Often during the design process, it’s unclear how to proceed forward, particularly when team members have mixed opinions. A prototype can frequently resolve team disagreements and help a team decide which design direction to pursue without having to compromise. The best way to resolve team conflicts about design elements is to prototype and evaluate them with users. Making and evaluating a prototype informs design decisions. If an idea has been prototyped and passes muster with the group, it’s a good sign that the idea is worth pursuing further.
Staying as low-resolution as possible, develop models of potential design candidates. Be sure to distill the design problem down to discrete elements so you can isolate and be mindful of the variable you are testing. Then try out the prototypes within your team, outsider peers, or, even better, take your prototypes to users and get their feedback.
Testing is the chance to get feedback on your solutions, refine solutions to make them better, and continue to learn about your users. The test mode is an iterative mode in which you place your low-resolution artifacts in the appropriate context of the user’s life. Prototype as if you know you’re right, but test as if you know you’re wrong.
To refine your prototypes and solutions. Testing informs the next iterations of prototypes. Sometimes this means going back to the drawing board.

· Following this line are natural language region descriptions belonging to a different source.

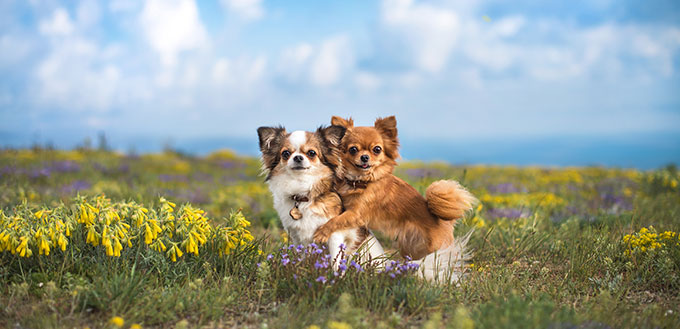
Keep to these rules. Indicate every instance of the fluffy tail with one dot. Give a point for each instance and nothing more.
(448, 200)
(446, 265)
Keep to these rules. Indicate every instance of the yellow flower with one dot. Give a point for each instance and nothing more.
(338, 325)
(117, 321)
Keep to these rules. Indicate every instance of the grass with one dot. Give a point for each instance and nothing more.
(550, 250)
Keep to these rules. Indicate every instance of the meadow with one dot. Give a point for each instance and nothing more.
(98, 239)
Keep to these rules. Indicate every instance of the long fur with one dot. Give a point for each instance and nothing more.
(315, 182)
(423, 228)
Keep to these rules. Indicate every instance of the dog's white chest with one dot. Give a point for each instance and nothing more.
(300, 230)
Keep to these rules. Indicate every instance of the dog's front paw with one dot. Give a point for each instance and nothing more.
(322, 234)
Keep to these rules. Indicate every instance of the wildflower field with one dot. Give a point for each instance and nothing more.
(98, 239)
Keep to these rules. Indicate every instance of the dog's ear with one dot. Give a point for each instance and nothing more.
(332, 135)
(388, 129)
(338, 121)
(271, 141)
(331, 138)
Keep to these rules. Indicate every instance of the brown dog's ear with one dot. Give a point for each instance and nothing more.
(338, 121)
(388, 129)
(271, 141)
(387, 126)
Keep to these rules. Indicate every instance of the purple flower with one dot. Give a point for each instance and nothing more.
(318, 265)
(356, 266)
(75, 186)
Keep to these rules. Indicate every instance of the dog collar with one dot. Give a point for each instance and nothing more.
(299, 198)
(357, 183)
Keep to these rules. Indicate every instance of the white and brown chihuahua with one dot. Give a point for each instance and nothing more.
(300, 174)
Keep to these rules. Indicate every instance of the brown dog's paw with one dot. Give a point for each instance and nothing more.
(322, 234)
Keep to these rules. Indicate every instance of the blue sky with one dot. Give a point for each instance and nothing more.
(474, 74)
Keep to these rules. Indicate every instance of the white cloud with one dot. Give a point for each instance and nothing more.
(171, 27)
(322, 65)
(430, 31)
(73, 77)
(333, 57)
(367, 81)
(59, 24)
(88, 13)
(122, 6)
(248, 9)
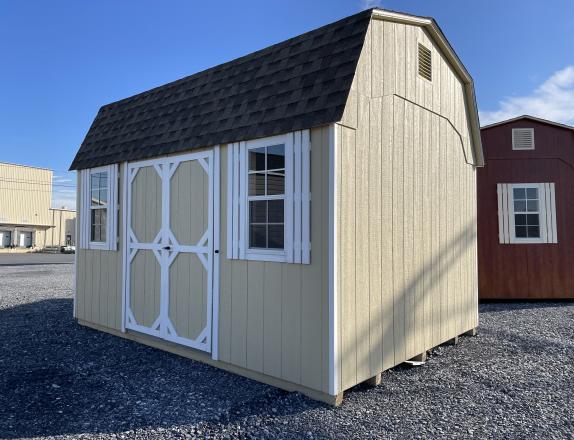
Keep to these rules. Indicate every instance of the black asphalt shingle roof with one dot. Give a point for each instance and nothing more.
(300, 83)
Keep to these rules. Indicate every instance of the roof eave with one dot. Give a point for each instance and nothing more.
(532, 118)
(436, 33)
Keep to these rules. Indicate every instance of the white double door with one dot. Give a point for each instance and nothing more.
(169, 252)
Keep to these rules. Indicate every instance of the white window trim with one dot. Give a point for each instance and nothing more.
(112, 206)
(547, 213)
(514, 131)
(541, 213)
(259, 254)
(297, 200)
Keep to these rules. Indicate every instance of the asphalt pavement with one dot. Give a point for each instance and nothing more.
(9, 259)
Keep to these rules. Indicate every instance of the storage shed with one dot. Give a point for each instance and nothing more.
(525, 211)
(304, 215)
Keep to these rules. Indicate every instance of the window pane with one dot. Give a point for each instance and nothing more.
(103, 225)
(520, 205)
(275, 184)
(98, 225)
(276, 211)
(258, 212)
(257, 236)
(520, 219)
(532, 219)
(103, 194)
(519, 193)
(532, 205)
(275, 157)
(95, 181)
(95, 197)
(532, 193)
(257, 159)
(93, 230)
(99, 188)
(276, 236)
(257, 184)
(533, 231)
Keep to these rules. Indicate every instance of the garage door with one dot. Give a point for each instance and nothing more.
(169, 271)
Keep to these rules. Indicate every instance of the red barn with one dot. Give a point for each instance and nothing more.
(526, 210)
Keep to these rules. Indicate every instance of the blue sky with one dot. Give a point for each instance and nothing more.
(61, 60)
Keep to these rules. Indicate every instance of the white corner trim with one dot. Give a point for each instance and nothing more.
(123, 243)
(216, 253)
(333, 275)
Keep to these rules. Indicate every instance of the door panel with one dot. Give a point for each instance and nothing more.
(188, 203)
(145, 279)
(188, 296)
(146, 190)
(169, 251)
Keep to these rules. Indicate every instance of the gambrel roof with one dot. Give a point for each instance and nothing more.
(297, 84)
(528, 117)
(301, 83)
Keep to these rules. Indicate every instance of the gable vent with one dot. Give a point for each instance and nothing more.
(425, 65)
(523, 139)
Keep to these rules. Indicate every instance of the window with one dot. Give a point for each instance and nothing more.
(99, 208)
(527, 213)
(269, 199)
(526, 208)
(425, 62)
(523, 139)
(266, 196)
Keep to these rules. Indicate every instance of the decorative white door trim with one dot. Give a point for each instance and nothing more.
(166, 248)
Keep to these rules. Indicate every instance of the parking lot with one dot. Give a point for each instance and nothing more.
(514, 380)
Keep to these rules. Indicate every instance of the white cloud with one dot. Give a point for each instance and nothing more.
(368, 4)
(553, 100)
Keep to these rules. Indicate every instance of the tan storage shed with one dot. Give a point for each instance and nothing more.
(304, 215)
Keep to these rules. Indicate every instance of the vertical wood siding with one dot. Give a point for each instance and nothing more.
(273, 316)
(526, 271)
(406, 208)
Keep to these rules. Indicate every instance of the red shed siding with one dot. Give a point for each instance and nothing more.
(522, 271)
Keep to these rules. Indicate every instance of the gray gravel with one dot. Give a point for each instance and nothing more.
(514, 380)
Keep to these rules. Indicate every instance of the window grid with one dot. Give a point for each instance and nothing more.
(266, 227)
(526, 209)
(98, 206)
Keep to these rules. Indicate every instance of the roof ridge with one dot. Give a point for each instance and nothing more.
(526, 116)
(248, 55)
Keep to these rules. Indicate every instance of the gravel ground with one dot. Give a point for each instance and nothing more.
(514, 380)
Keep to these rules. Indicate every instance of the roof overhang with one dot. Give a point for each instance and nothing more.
(431, 26)
(532, 118)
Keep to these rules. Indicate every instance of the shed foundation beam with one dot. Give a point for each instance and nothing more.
(471, 332)
(452, 341)
(422, 357)
(334, 400)
(373, 381)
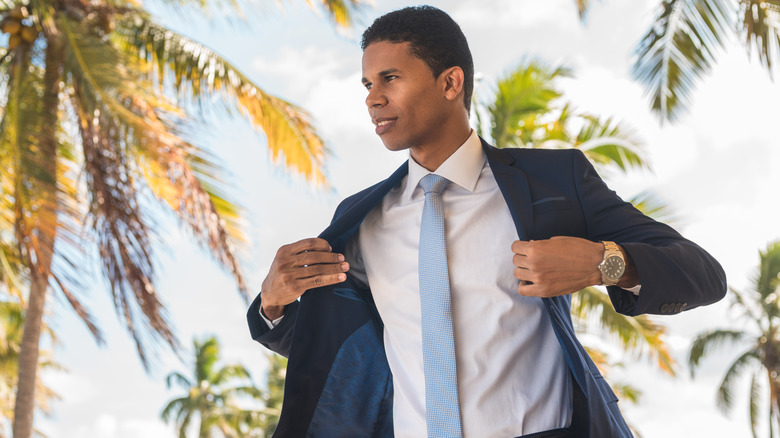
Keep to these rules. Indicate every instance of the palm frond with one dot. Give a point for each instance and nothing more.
(230, 372)
(521, 97)
(188, 182)
(754, 406)
(178, 378)
(206, 356)
(607, 142)
(679, 48)
(81, 311)
(198, 73)
(724, 399)
(582, 8)
(750, 310)
(705, 342)
(340, 11)
(636, 334)
(626, 391)
(767, 283)
(650, 204)
(761, 29)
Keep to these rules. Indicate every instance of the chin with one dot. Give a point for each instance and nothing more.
(394, 146)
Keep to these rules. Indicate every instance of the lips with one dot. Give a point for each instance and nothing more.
(383, 124)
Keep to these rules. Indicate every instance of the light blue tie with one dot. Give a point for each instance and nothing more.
(441, 382)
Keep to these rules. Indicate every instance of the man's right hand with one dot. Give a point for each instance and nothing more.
(298, 267)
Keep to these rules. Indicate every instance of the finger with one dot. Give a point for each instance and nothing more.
(316, 257)
(524, 275)
(328, 269)
(520, 246)
(311, 244)
(528, 289)
(322, 280)
(520, 260)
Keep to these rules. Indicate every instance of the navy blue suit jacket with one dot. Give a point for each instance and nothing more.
(338, 381)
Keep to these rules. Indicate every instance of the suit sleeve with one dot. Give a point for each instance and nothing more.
(277, 339)
(675, 273)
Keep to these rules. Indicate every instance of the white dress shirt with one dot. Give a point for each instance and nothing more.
(512, 376)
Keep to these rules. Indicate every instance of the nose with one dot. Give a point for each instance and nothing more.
(376, 98)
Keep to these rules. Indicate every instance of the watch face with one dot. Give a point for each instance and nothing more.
(614, 267)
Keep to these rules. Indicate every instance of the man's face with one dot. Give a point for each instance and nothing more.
(405, 102)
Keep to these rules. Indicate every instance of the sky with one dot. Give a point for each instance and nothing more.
(718, 167)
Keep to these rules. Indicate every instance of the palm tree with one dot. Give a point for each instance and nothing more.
(683, 44)
(528, 110)
(11, 325)
(211, 394)
(525, 112)
(91, 134)
(760, 307)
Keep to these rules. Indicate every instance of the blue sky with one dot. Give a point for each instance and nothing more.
(719, 168)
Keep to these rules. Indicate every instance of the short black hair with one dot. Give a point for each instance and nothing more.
(433, 36)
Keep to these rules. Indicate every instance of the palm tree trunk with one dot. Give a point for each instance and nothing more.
(45, 233)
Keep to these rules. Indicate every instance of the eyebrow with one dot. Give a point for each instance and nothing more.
(381, 73)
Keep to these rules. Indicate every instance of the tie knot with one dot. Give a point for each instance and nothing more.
(433, 183)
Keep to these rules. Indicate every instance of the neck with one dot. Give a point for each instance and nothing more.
(432, 155)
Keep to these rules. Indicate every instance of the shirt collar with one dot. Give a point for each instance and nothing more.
(463, 167)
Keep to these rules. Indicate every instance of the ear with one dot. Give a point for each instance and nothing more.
(452, 82)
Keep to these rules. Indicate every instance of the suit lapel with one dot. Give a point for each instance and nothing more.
(346, 223)
(514, 187)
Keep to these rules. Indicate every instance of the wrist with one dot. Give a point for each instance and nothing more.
(630, 278)
(271, 311)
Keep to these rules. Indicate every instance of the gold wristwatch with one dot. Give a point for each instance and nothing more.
(613, 265)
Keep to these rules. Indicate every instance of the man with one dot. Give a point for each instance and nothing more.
(437, 302)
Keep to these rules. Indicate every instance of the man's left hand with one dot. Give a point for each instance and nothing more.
(558, 266)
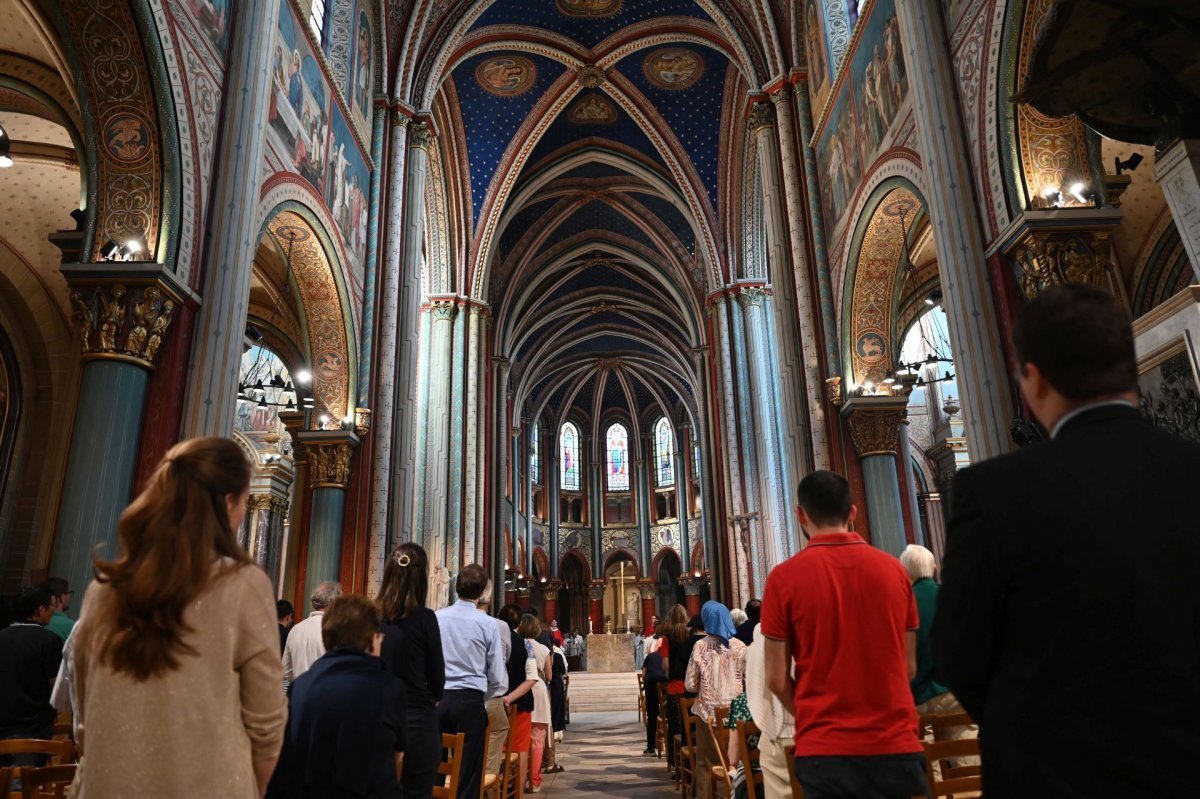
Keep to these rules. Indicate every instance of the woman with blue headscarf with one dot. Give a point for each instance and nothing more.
(714, 673)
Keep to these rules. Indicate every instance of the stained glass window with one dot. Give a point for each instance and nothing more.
(534, 452)
(618, 457)
(664, 454)
(569, 467)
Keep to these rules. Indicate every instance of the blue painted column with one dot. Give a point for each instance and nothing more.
(123, 317)
(329, 455)
(874, 427)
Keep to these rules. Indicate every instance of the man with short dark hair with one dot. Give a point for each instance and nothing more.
(347, 713)
(287, 616)
(475, 672)
(845, 612)
(29, 661)
(754, 614)
(60, 594)
(1066, 623)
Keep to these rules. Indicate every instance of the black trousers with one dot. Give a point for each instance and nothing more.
(466, 712)
(423, 752)
(877, 776)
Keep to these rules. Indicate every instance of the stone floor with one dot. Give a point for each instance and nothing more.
(601, 757)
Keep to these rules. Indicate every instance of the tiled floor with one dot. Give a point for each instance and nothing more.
(601, 757)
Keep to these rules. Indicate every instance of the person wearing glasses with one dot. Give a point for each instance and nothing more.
(60, 594)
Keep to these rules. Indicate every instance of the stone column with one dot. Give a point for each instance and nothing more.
(121, 318)
(408, 305)
(329, 472)
(550, 600)
(874, 428)
(643, 481)
(793, 282)
(385, 526)
(691, 587)
(774, 472)
(958, 235)
(211, 395)
(501, 556)
(905, 463)
(649, 592)
(1177, 170)
(595, 515)
(552, 505)
(595, 605)
(437, 449)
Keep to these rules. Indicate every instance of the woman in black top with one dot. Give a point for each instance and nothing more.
(412, 649)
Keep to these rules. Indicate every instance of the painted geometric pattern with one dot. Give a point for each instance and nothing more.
(491, 120)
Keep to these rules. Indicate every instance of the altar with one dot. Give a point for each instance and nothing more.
(611, 653)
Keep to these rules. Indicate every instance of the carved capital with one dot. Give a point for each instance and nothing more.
(443, 310)
(329, 457)
(123, 316)
(875, 424)
(753, 295)
(761, 115)
(420, 136)
(591, 77)
(361, 421)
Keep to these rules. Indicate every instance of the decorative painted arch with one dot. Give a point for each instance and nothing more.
(113, 48)
(869, 293)
(319, 284)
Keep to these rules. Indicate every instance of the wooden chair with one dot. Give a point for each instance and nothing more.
(790, 754)
(48, 782)
(750, 756)
(61, 751)
(949, 780)
(688, 751)
(660, 743)
(503, 785)
(720, 774)
(449, 767)
(641, 700)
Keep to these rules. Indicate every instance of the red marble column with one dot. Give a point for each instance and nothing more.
(595, 607)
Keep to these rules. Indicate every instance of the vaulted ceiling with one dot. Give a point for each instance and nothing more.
(598, 138)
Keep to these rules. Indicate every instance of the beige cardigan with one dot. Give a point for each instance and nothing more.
(196, 731)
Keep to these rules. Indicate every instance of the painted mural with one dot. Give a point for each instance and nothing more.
(867, 104)
(309, 128)
(348, 184)
(213, 17)
(361, 70)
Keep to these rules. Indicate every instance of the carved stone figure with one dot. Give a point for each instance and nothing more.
(112, 317)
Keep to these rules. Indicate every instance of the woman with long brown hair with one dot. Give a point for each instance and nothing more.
(177, 661)
(412, 649)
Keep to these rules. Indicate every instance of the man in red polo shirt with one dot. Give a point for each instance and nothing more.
(845, 612)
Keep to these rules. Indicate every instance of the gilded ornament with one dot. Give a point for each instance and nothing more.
(591, 77)
(330, 464)
(874, 431)
(761, 116)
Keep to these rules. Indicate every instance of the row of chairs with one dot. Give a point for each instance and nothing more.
(43, 782)
(952, 766)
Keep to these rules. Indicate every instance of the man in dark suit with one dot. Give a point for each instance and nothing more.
(1067, 622)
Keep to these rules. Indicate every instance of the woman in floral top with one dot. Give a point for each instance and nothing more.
(714, 674)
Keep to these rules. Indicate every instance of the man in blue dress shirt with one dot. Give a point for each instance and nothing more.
(475, 672)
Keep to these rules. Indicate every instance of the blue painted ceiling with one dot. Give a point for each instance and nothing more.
(588, 31)
(491, 121)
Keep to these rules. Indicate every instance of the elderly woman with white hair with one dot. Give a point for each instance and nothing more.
(929, 695)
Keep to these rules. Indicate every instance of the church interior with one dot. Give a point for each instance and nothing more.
(574, 289)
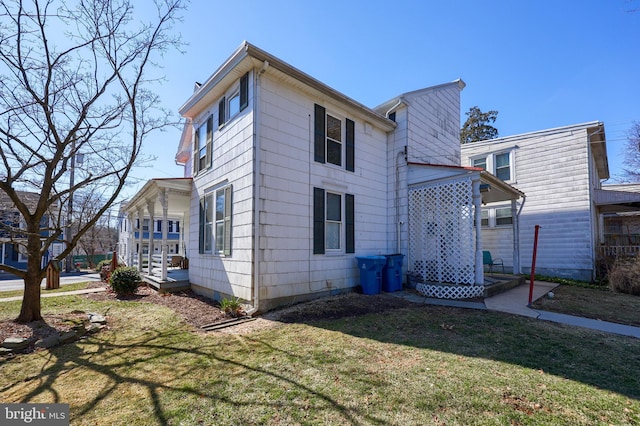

To learn more about your user. Testing is another opportunity to build empathy through observation and engagement—it often yields unexpected insights.
To test and refine your POV. Sometimes testing reveals that not only did you not get the solution right, but also that you have failed to frame the problem correctly.
Use a feedback capture grid to facilitate real-time capture, or post-mortem unpacking, of feedback – times when presenter-critiquer interaction is anticipated. This can be used either to give feedback on progress within the design team or to capture a user’s feedback about a prototype. You use the grid because it helps you be systematic about feedback, and more intentional about capturing thoughts in the four different areas.
1. Section off a blank page or whiteboard into quadrants.
2. Draw a plus in the upper left quadrant, a delta in the upper right quadrant, a question mark in the lower left quadrant, and a light bulb in the lower right quadrant.
It's pretty simple, really. Fill the four quadrants with your or a user’s feedback. Things one likes or finds notable, place in the upper left; constructive criticism goes in the upper right; questions that the experience raised go in the lower left; ideas that the experience or presentation spurred go in the lower right. If you are giving feedback yourself, strive to give input in each quadrant (especially the upper two: both “likes” and “wishes”).